Une des raisons de votre départ est le limogeage du gouverneur de la BCT. Or Moncef Marzouki a annoncé ce limogeage depuis très longtemps. Pourquoi n’avez-vous pas réagi publiquement pour le sauver comme l’a fait Ridha Saïdi ?

Ma réponse est la même que tout à l’heure, tant que je fais partie du gouvernement, je m’abstiens de le critiquer.

Pourtant, Hamadi Jebali, Ridha Saïdi et autres ont bien critiqué les propos présidentiels relatifs à ce limogeage….

C’est leur affaire…

Vous auriez pu en parler avec le président de la République….

Comment ça ? Je vais frapper à sa porte ? Moncef Marzouki ne m’a jamais consulté, ni sur ces projets de loi relatifs au FMI qu’il a refusé de signer, ni sur la Banque centrale de Tunisie, ni rien.

Avez-vous évoqué tous ces problèmes avec le chef du gouvernement ?

Hamadi Jebali m’a toujours écouté et compris. Mais il a aussi ses contraintes. Les pressions de son parti…
Nous avons pris des décisions aux conseils des ministres et ces décisions n’ont pas été appliquées. Il y en a même qui sont inscrites, noir sur blanc, dans la loi de finances complémentaire, comme c’est le cas de la compensation.

En supposant qu’il remporte les prochaines élections, le gouvernement met en danger son propre quinquennat, en agissant de la sorte.

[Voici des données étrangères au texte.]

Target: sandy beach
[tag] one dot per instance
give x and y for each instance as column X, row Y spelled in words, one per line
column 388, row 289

Comment va-t-il faire demain ?

Oui absolument, il met en danger son propre quinquennat. J’adresse d’ailleurs un conseil amical à mes collègues, du gouvernement et particulièrement à mes amis d’Ennahdha, c’est que lorsqu’on pense aux élections, il faut penser à ce qui va suivre par la suite. C’est-à-dire dans quelle société on va gouverner. Il ne suffit pas de remporter l’échéance électorale, il faut trouver ensuite une société gérable.
Un gouvernement est là pour gouverner et non pour répondre aux échos de la rue. Il doit concilier sans créer de dysfonctionnement.

Comment évaluez-vous nos lendemains ?

Nous allons affronter la pire crise depuis l’indépendance. Nous avons eu deux graves crises déjà, une à la fin des années 60 avec l’expérience des coopératives et une au milieu des années 80, après 1986. Et voilà la troisième maintenant qui risque d’être pire que les précédentes.
Lors des deux premières crises, la conjoncture internationale était bonne et nous avons pu nous en sortir puisque ces crises ont été amorties.
Or là, il y a une conjonction entre la conjoncture nationale et celle internationale.

Concrètement, que peut faire l’opposition pour sauver ce qu’il y a à sauver ?

Il faut qu’elle s’unisse et forme un front. Elle doit prendre des positions claires sur ces questions importantes, car l’opposition peut également jouer le même jeu électoral et faire les mêmes déviations que le gouvernement actuel.

Et vous ?

Je compte rester indépendant et servir mon pays à ma manière à travers un travail de recherche, de sensibilisation et de prise de conscience des véritables problèmes et défis qui se posent à notre pays tels qu’ils sont. J’ai l’expérience sur ces sujets, avant d’être ministre et je peux faire un travail qui s’apparente à l’information et la communication ou un travail de consulting avec les organisations qui comptent, notamment l’UGTT. Mais en tant que consultant, pas en tant qu’actif. Et pas nécessairement consultant avec l’opposition, je peux faire ce travail, même avec ce gouvernement s’il se fie à moi. Le souci demeure l’intérêt du pays et de la nation.